MTTR: lower isn’t always better

It’s a great idea to track your MTTR (Mean Time To Recover) as an operational metric. MTTR is defined as the average interval between onset of a failure and recovery from that failure. We acknowledge that failures are part of the game, so we want our organization to be good at responding quickly to them. It’s intuitive that we’d want our MTTR to trend down.

This is one of those places where our intuition can be misleading.

MTTR is an average over incidents of incident duration. That means that the total amount of downtime gets denominatored out. Consider these two brothers who run different websites:

  • Achenar’s site only had 1 outage in September, and it lasted 60 minutes.
  • Sirius’s site had 120 outages in September, lasting 20 minutes each.

Sirius had 40 times as much downtime as Achenar in the month of September. Sirius’s MTTR, however, was 1/3 that of Achenar: 20 minutes rather than 60 minutes.

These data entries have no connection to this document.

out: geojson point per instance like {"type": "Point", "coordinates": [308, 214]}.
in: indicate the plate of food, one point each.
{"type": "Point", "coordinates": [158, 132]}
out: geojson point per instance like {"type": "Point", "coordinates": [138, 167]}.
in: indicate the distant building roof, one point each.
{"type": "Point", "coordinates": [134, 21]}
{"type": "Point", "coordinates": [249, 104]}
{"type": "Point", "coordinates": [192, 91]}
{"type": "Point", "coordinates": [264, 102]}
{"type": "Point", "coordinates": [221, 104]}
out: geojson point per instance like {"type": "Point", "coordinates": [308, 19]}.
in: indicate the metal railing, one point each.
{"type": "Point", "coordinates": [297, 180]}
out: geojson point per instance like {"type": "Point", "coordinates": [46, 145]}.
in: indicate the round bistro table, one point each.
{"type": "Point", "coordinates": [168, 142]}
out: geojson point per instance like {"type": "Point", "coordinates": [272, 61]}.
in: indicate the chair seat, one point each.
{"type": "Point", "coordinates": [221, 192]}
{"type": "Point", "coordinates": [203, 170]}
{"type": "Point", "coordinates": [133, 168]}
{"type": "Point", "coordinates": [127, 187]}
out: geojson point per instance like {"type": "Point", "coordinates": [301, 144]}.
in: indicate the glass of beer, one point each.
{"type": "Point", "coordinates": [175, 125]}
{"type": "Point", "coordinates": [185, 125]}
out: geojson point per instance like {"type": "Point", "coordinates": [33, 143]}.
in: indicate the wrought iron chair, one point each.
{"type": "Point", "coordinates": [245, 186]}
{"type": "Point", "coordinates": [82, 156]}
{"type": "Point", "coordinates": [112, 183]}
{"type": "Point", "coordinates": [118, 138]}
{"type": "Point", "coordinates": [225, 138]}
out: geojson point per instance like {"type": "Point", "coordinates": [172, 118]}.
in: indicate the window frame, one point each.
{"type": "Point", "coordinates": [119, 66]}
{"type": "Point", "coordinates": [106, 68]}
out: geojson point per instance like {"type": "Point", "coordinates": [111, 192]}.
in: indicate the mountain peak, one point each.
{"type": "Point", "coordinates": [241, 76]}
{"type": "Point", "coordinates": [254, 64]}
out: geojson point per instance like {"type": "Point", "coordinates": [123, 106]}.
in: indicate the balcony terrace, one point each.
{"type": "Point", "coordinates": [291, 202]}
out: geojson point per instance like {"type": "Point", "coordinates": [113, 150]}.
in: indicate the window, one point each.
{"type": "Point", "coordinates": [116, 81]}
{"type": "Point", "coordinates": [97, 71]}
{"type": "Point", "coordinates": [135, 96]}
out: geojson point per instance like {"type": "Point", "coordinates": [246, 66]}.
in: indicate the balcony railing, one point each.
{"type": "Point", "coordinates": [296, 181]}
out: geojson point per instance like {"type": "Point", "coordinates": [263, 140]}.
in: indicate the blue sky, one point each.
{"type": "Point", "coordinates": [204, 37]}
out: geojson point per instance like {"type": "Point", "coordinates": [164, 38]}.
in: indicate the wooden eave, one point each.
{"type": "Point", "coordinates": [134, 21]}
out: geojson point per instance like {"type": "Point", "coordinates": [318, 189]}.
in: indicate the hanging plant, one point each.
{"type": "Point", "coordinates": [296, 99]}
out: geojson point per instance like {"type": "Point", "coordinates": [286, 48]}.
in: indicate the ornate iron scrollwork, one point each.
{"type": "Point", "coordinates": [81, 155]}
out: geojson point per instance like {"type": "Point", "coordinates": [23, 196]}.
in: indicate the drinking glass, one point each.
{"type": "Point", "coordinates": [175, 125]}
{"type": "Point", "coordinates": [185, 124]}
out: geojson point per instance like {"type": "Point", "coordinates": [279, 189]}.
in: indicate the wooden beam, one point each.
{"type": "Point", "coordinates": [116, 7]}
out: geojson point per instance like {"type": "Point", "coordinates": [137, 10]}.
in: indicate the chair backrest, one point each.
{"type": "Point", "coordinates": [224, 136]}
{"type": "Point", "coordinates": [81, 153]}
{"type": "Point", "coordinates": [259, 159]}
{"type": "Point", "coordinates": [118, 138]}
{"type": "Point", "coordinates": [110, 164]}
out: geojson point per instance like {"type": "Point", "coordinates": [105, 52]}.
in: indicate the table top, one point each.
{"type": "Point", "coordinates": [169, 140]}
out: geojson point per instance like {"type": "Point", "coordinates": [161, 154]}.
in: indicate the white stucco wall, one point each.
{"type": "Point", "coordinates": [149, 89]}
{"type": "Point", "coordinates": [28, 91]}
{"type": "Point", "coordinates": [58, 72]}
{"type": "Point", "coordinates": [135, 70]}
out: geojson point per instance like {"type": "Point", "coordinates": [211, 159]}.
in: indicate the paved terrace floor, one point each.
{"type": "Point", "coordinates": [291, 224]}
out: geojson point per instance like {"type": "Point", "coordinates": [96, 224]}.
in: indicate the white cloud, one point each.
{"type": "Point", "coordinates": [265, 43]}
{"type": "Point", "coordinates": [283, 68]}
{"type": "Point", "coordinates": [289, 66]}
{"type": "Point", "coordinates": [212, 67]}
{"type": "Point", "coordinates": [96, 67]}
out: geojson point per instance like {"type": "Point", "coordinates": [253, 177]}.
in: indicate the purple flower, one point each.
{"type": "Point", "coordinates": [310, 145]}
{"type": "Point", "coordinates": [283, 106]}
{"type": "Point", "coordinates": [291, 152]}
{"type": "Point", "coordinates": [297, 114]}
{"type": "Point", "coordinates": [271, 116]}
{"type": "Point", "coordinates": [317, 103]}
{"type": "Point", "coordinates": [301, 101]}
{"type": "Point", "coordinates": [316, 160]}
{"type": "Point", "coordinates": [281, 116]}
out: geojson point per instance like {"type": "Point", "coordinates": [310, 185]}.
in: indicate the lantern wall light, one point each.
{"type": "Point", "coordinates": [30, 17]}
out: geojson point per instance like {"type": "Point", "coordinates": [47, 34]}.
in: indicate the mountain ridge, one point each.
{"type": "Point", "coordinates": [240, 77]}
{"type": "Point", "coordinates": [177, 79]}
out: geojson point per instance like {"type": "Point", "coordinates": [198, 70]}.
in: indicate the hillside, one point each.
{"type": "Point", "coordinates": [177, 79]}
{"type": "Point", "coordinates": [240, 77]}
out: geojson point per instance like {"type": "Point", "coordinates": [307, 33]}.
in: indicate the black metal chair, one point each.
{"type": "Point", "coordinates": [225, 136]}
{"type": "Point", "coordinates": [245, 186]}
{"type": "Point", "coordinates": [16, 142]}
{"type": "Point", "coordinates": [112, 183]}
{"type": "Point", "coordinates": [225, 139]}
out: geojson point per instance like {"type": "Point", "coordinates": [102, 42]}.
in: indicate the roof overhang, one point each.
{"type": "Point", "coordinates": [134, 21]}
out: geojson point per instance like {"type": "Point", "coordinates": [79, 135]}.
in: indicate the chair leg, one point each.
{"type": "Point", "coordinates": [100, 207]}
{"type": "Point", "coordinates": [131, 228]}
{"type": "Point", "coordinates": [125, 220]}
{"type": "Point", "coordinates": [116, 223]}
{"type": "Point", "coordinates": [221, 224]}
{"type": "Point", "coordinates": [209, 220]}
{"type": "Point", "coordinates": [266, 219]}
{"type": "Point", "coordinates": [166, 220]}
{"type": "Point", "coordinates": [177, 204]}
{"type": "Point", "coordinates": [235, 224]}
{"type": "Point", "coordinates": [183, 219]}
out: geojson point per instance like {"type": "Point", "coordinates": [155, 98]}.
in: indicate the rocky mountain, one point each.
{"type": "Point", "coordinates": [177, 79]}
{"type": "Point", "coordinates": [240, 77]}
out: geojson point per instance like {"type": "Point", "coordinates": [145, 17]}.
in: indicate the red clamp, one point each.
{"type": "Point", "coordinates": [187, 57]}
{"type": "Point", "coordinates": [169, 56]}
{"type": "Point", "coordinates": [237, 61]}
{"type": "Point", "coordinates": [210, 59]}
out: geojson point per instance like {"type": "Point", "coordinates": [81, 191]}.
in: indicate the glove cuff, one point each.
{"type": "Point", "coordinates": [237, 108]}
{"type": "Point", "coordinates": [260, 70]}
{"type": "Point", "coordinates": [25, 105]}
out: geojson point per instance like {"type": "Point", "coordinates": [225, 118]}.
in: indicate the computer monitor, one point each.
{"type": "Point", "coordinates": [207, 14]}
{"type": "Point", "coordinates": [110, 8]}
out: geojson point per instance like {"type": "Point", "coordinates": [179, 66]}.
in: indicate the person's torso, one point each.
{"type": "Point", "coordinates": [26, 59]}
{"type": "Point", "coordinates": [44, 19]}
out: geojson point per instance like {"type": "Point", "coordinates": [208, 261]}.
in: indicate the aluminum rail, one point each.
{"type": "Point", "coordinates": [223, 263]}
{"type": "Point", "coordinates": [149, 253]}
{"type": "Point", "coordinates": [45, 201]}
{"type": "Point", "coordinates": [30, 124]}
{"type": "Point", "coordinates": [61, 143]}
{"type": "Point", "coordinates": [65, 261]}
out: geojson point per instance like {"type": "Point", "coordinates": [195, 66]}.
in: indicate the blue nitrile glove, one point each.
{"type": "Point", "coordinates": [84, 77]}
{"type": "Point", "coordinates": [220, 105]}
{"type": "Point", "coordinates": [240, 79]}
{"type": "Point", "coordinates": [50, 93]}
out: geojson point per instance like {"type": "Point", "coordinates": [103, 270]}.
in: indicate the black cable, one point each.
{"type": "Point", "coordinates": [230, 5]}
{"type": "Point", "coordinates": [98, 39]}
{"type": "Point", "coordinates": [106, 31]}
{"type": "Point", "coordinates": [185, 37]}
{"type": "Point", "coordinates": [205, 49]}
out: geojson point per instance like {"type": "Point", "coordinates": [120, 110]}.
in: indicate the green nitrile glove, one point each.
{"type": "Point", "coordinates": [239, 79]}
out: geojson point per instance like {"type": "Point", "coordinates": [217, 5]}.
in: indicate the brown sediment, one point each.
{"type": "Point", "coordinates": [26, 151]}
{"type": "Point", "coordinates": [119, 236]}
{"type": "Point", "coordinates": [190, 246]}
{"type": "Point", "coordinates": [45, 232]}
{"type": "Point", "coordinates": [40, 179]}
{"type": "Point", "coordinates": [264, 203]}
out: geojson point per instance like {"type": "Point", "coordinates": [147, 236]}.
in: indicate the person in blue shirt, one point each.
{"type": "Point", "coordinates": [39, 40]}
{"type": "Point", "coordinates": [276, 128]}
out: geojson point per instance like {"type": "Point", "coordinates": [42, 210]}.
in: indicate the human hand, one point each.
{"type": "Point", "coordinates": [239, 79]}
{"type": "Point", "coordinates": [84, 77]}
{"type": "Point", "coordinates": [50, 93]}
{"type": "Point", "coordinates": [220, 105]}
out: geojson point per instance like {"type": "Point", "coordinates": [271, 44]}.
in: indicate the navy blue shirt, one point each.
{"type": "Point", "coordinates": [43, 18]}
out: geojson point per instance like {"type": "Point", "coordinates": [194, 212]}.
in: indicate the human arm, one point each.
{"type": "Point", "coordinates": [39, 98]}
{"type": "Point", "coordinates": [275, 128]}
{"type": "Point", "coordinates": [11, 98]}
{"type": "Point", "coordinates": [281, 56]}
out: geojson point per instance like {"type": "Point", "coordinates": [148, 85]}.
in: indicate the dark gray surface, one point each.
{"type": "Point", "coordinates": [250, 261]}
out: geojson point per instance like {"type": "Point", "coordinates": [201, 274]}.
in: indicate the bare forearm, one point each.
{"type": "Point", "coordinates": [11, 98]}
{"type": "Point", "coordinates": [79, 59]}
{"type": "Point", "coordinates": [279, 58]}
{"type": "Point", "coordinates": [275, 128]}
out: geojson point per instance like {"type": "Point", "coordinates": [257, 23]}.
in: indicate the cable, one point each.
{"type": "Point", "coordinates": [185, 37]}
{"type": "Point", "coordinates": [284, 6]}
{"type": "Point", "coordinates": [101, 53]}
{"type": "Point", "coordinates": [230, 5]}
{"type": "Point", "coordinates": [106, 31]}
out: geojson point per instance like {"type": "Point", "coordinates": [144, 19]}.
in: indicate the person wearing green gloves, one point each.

Lowering your MTTR is a good strategy in certain situations. But you need to make sure it’s the right strategy. If you don’t look at the whole picture, things like nuisance alarms and insufficient automation can be confounded with the meaning of your MTTR. If you fix a whole bunch of meaningless alerts that always recover quickly without intervention (you know the type), your MTTR goes up!

mttr_vs_incident_count

 

MTTR is useful to track, and it can be useful for decision-making. Just remember: our goal is to minimize downtime and noise, not MTTR. If the path of least resistance to lower downtime and a stronger signal is to respond to incidents quicker, then MTTR is your best friend. But that’s not always true.